Utilisé comme substitut au sucre, l'aspartame s'est largement intégré dans des milliers de produits, souvent à l'insu des consommateurs. L'association Foodwatch tire la sonnette d'alarme concernant sa présence généralisée et demande une transparence accrue.
Depuis plusieurs décennies, l'aspartame s'est imposé dans notre alimentation, devenant l'un des édulcorants les plus utilisés. En Europe, il figure dans plus de 6 000 produits, sa douceur étant environ 200 fois supérieure à celle du saccharose. Cette caractéristique a séduit les industriels, leur permettant d'offrir des saveurs sucrées tout en réduisant les calories. Dans un contexte de sensibilisation à la consommation de sucre, cet atout marketing a trouvé un écho favorable.

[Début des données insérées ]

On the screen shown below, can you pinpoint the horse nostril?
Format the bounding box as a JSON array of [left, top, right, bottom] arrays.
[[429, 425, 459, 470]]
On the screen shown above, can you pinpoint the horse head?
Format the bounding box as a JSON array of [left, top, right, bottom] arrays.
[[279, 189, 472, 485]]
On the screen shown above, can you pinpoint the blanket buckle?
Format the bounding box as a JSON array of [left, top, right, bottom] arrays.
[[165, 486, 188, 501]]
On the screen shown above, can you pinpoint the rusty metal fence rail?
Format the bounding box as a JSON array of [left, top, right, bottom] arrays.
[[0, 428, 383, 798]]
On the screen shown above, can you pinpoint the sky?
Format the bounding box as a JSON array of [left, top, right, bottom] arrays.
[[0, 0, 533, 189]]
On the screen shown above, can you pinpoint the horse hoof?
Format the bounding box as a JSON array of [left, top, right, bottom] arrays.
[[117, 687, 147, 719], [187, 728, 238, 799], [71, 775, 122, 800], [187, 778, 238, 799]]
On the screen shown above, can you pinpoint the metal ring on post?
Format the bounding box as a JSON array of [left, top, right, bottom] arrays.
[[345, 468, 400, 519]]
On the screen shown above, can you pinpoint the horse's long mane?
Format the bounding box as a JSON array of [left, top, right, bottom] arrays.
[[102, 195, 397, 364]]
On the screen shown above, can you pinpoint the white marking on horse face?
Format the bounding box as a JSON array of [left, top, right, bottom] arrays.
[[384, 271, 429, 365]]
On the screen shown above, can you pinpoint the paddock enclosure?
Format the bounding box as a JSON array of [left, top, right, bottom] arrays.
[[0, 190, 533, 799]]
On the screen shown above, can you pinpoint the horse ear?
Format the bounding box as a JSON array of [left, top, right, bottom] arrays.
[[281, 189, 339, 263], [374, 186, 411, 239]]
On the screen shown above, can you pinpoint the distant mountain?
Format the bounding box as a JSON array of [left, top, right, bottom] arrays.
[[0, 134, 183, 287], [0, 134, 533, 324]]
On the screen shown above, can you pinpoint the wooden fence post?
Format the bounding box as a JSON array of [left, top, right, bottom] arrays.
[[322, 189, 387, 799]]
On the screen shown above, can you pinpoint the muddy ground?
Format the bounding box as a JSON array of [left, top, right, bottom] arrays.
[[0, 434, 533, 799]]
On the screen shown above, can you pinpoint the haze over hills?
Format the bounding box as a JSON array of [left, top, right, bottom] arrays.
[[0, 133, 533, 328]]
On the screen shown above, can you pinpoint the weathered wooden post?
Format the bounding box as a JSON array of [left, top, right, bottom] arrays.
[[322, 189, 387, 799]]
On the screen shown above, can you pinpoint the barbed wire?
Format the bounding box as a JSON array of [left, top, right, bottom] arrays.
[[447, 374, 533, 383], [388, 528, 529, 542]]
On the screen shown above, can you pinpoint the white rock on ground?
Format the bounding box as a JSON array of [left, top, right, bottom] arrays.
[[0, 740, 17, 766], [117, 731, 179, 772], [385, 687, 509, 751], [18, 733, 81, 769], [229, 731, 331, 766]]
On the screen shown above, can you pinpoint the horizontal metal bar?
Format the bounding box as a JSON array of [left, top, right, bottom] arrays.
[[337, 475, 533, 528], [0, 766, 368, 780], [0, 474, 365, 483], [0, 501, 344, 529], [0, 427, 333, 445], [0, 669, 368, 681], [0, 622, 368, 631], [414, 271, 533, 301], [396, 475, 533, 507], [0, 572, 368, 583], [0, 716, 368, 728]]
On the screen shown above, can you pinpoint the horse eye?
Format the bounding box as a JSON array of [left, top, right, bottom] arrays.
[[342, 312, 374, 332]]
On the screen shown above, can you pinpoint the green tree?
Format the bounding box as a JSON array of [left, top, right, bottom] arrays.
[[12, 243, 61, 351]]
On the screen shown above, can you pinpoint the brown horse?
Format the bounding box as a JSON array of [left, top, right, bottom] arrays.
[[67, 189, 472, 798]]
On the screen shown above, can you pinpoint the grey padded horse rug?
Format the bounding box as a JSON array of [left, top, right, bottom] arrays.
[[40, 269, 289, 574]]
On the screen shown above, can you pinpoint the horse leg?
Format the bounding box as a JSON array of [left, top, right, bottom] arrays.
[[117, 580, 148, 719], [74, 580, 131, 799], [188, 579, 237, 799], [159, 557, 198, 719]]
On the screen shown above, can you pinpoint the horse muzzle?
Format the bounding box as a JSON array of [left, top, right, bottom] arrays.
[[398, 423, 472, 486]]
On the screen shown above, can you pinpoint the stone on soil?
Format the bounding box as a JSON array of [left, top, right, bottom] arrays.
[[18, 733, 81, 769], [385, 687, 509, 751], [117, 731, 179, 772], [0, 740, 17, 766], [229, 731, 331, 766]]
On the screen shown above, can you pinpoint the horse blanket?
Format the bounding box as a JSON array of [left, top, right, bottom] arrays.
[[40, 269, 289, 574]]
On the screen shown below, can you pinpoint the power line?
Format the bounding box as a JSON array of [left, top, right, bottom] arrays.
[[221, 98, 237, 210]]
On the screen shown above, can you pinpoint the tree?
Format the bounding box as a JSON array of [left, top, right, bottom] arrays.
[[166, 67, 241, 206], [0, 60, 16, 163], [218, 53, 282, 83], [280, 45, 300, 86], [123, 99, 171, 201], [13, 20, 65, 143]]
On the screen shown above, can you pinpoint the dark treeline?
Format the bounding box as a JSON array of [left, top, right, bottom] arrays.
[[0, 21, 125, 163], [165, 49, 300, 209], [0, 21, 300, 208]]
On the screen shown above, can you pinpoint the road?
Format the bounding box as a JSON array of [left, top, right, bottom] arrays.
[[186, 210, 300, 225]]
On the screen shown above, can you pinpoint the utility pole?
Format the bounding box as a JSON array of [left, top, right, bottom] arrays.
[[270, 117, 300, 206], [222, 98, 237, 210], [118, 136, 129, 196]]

Sodas, chewing-gums et yaourts : des produits riches en aspartame
Les boissons « zéro sucre » sont emblématiques de cette tendance. Des marques bien connues comme Coca-Cola Zero ou Pepsi Max intègrent systématiquement cet édulcorant. À la surprise de nombreux consommateurs, l’aspartame se cache également dans divers chewing-gums, bonbons sans sucre, yaourts allégés tels que les Yoplait 0 %, ainsi que dans des boissons pour sportifs et même certains médicaments effervescents.
D'après les autorités sanitaires, plus de 600 médicaments en contiendraient, ce qui souligne son omniprésence. Sa révélation dans les années 1960 comme une alternative aux édulcorants plus problématiques a été suivie de controverses qui persistent aujourd'hui. Après avoir été validé aux États-Unis dans les années 1980 et en France en 1988, son utilisation s'est rapidement répandue, notamment grâce au secteur des sodas.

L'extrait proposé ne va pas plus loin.